3-41 転生免許
次の目的地は『レミノリア』。話に聞くと、鎮埠としては最近建てられたらしい。日程としては半月ほどで到着するという。
その間、私は文字の読み書き、そして企院から渡された教典を覚えるようにと強く念を押され、やることが多くあった。それにエチワカにも教えることが多くある。食事は手づかみ、水が苦手のようで体は洗わない、力の加減が分からず物を壊したり…教えることよりも慣れさせることが先決だろう。
一隊のみんなにはエチワカのことを新種の何かと紹介した。エチワカは人を恐れて前に出ることはなかったが、最近は恥ずかしくて人前に出るのが苦手なようだ。近付くことは問題ないようだが、話しかけられればタッタと逃げ出した。

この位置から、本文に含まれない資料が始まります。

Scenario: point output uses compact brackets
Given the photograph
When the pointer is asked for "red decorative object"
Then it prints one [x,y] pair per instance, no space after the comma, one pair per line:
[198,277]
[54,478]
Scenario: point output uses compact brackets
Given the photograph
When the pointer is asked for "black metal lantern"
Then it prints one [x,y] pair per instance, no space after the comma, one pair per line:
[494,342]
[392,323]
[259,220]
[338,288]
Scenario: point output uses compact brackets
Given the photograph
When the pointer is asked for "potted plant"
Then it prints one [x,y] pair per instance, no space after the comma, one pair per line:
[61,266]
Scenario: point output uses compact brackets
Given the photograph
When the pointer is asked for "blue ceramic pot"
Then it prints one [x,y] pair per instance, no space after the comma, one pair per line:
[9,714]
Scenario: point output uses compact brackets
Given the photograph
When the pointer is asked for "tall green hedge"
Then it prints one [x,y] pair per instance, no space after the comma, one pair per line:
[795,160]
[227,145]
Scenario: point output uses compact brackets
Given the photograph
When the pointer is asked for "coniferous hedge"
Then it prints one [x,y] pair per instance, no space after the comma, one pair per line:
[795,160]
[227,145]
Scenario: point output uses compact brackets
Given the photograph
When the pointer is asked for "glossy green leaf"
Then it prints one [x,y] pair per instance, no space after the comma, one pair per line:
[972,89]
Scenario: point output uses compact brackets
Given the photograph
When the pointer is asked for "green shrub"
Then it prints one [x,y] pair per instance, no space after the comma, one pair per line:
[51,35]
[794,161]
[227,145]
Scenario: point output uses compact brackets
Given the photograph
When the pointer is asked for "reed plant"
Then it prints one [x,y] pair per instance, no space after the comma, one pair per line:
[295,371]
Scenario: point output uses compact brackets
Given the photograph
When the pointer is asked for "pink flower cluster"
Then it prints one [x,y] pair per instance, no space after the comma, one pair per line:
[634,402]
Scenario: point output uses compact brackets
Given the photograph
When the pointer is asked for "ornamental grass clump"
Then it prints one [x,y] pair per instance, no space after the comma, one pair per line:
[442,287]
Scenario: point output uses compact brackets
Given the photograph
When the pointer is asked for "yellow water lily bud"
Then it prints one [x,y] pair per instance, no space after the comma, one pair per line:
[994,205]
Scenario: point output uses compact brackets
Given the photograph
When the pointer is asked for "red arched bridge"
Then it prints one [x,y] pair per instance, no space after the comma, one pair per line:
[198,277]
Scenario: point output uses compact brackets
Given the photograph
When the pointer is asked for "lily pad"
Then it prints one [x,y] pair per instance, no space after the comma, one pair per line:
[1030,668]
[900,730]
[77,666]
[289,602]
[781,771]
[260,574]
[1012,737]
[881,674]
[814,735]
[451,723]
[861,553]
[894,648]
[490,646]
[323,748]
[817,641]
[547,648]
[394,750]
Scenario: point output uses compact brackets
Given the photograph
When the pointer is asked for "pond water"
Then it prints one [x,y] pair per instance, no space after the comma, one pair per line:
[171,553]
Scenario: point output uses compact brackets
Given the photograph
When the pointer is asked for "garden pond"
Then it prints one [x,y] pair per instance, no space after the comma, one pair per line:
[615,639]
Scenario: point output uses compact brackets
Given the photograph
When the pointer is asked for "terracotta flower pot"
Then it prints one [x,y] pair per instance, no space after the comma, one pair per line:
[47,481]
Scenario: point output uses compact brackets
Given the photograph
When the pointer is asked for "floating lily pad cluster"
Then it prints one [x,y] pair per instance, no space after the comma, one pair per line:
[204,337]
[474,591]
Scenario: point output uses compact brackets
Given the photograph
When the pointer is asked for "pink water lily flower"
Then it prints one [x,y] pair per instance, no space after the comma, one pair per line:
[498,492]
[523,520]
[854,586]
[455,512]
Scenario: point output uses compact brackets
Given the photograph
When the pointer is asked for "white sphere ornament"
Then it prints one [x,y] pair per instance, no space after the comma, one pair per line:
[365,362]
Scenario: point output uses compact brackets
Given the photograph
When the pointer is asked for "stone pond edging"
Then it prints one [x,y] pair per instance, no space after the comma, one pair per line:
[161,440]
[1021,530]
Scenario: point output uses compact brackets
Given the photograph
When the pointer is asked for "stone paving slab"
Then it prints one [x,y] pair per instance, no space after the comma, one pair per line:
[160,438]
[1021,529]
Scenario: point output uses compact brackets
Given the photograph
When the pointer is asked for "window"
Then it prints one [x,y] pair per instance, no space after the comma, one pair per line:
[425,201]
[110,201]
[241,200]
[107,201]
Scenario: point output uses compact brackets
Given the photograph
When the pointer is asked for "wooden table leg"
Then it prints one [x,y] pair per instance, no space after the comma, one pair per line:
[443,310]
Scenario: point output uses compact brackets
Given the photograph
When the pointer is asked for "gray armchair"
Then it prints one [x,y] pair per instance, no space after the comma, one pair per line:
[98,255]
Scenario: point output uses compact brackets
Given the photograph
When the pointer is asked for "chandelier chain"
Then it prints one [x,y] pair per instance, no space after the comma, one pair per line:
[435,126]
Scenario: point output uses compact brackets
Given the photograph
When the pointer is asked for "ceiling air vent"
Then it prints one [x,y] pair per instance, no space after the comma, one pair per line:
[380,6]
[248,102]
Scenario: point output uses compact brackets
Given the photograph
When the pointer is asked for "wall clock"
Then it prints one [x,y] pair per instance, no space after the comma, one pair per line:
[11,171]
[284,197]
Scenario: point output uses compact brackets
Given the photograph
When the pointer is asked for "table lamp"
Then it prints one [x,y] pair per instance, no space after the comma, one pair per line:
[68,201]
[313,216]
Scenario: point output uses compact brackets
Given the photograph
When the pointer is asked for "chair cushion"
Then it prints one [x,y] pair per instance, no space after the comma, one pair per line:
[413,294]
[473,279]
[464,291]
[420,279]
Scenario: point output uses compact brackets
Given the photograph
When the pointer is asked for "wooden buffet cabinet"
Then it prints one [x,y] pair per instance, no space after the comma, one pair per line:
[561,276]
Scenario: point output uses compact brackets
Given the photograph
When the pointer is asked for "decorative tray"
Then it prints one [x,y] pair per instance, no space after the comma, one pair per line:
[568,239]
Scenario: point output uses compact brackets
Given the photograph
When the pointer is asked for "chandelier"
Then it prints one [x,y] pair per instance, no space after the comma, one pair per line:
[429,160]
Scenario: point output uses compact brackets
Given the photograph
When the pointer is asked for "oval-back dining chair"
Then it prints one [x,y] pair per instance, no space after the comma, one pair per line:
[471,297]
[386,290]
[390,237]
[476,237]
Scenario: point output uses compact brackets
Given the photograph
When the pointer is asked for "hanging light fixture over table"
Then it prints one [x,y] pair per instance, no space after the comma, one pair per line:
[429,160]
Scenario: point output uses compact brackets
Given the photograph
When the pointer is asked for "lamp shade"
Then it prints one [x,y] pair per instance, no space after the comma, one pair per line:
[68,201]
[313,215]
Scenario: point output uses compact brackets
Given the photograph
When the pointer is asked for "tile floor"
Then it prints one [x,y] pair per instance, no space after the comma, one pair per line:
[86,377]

馬車旅は本当に暇だ。たまに馬を休ませるために馬車が止まるのだが、それが待ち遠しくてたまらない。地平線まで続く平野、どうどうと落ちる滝が作る滝つぼの水底はハッキリと見え、茜色の夕陽は一面の綿花畑を燃やし、夜はチカチカと星が瞬く。
そんな毎日の一瞬一瞬がコントラストを作り、私に七色の豊かさをくれる。気温も、においも、疲れも、静けさも、煩わしささえもすべて、気付けば楽しめるようになった。
こんな旅がずっと続いて欲しい。
しかし間もなく、同盟の国『ウィーン』に属する町『レミノリア』に到着する。どんな町なのか想像を膨らますも、キンキラのように何か起こるのではないかともハラハラする。
「シスター、レミノリアが見えますよ」キョウトは馬車から身を乗り出して町の一景を眺めた。
私も馬車から落ちないようにキョウトの体をガッシリ掴んで身を乗り出した。キンキラのような華やかさはなく素朴に感じてしまうが、鎮埠が作られてから町が作られたのだから、それにしては大きい。
「どれどれ?」エチワカも私の肩を掴み、体をグッと伸ばした。
三人の気持ちはきっと同じだろう。